Il n’y a pas eu que des rêves, il y a eu des réalisations, d’autres films, comme En Friche de Françoise Poulin-Jacob, avec à nouveau le travail musical et sonore d’Isabelle et l’immense talent de l’ami Claude, l’artiste monteur de Monsieur M. Il y a eu le premier épisode de la série documentaire au long cours Edouard, mon pote de droite, que Laurent n’aurait jamais fait si Barbara ne l’avait pas nourri aussi de son amour pour les séries américaines – The Wire en tête de liste.

Il y avait tant d’autres films à faire ensemble.

Il n’y a plus qu’un grand vide.

Isabelle Berteletti et Laurent Cibien, réalisatrice et réalisateur,
Claude Clorennec, monteur

*

Barbara,

C’est toujours difficile d’écrire quelques lignes pour un hommage. Commencer par où ? Dire quoi qui ne fasse offense à la pudeur ? Comment parler du petit bout de chemin parcouru ensemble, tracé par ton exigence, tes engagements, ta passion cinéphilique ?

Je vais juste évoquer notre rencontre. Lussas 2008, au sortir d’une rencontre professionnelle.

Tu portais encore les rondeurs de ta toute récente maternité, une coiffure asymétrique et une bouche charnue peinte en rouge.

Je t’ai sollicitée pour un projet. Echange d’adresse, on se tient au courant…

2 ou 3 semaines plus tard, on se retrouve à Paris pour déjeuner du côté de Stalingrad.

Le projet t’intéresse, tu seras là pour guider mes hésitations, réorienter mes fausses routes, anéantir mes doutes. Le projet est devenu Je vous écris du Havre. Quand nous l’avons présenté, tu arborais les formes de ta seconde maternité.

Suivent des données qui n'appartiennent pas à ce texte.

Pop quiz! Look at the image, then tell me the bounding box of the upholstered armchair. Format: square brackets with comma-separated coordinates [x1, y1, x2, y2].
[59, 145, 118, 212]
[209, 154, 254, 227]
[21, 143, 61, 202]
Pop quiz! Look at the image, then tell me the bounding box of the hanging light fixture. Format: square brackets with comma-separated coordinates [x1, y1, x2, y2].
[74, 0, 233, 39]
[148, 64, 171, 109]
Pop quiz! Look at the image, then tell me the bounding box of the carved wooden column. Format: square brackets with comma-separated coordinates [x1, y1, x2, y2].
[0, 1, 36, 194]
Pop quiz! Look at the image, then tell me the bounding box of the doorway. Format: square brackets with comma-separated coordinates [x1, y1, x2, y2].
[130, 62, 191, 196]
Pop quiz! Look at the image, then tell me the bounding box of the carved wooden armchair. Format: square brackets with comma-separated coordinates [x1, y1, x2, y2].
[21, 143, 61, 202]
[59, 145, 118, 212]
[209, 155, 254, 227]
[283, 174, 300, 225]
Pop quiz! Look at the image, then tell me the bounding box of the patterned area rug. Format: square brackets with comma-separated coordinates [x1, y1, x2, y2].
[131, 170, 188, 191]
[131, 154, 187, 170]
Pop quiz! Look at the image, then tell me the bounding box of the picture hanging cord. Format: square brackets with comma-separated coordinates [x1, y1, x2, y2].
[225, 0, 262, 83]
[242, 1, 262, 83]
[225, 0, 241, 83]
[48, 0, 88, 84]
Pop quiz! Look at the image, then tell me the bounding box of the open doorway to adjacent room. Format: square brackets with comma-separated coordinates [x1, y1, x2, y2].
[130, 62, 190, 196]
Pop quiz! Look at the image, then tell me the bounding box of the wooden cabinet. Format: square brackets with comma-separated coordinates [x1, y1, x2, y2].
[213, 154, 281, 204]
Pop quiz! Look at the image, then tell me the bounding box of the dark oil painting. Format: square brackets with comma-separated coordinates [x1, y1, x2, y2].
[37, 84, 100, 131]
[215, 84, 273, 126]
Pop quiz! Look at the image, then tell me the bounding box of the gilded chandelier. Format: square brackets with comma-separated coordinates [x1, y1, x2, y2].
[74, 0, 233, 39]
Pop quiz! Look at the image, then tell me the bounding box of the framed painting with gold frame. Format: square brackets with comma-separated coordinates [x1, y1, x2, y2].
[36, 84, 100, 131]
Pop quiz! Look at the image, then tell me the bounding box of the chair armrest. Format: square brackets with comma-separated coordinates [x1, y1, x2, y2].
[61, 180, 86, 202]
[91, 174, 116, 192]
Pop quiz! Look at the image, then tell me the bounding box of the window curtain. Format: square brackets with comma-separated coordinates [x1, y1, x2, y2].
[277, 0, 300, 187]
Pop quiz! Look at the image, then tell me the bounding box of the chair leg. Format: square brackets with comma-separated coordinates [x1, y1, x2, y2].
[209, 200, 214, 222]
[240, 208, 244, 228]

Puis le temps a passé, beaucoup plus difficile…

Tu as encore trouvé l’énergie de me suivre sur un autre projet que tu as laissé En Friche sans le voir achevé…

Je n’ai même pas eu le temps de te dire merci.

Depuis le 12 juillet, il n’est pas une séquence, un chapitre, une ligne que j’écrive sans avoir envie de te l’envoyer pour avoir ton avis.

Tchao Barbara.

Et que Babar soit avec toi !

Françoise Poulin-Jacob, réalisatrice

2 Comments

  1. Pingback: "Edouard, mon pote de droite" filmé par Laurent Cibien, plutôt de gauche (France 3) - Le Blog documentaire

  2. Il y a quelques semaines je remontais pour la première fois depuis des années la rue des boulangers, dans le cinquième arrondissement. Je me suis alors demandé qui était devenu celle qui avait partagé quelque temps avec moi le sixième étage du numéro trente-six, il y a vingt ans.
    Tristesse.
    J’avais aimé sa manière de chiper les bougeoirs dans les restaurants où je l’invitais « juste pour me faire honte ». J’avais aimé sa manière de me balancer des boules de neige dans le dos cette année où l’hiver avait recouvert Paris de blanc. J’avais aimé son air de « c’est pas moi » quand je me retournais vers elle ensuite. J’avais même aimé la fois où elle m’avait « traîné » voir « Regarde les hommes tomber ». Bref, je l’avais aimée.
    Générosité et passion … tout est dit.
    Cœur gros en repensant à ces lointains moments qui nous appartenaient et ne sont plus qu’à moi.
    J’espère que si quelqu’un trouve ces quelques lignes elle ne seront pas mal interprétées.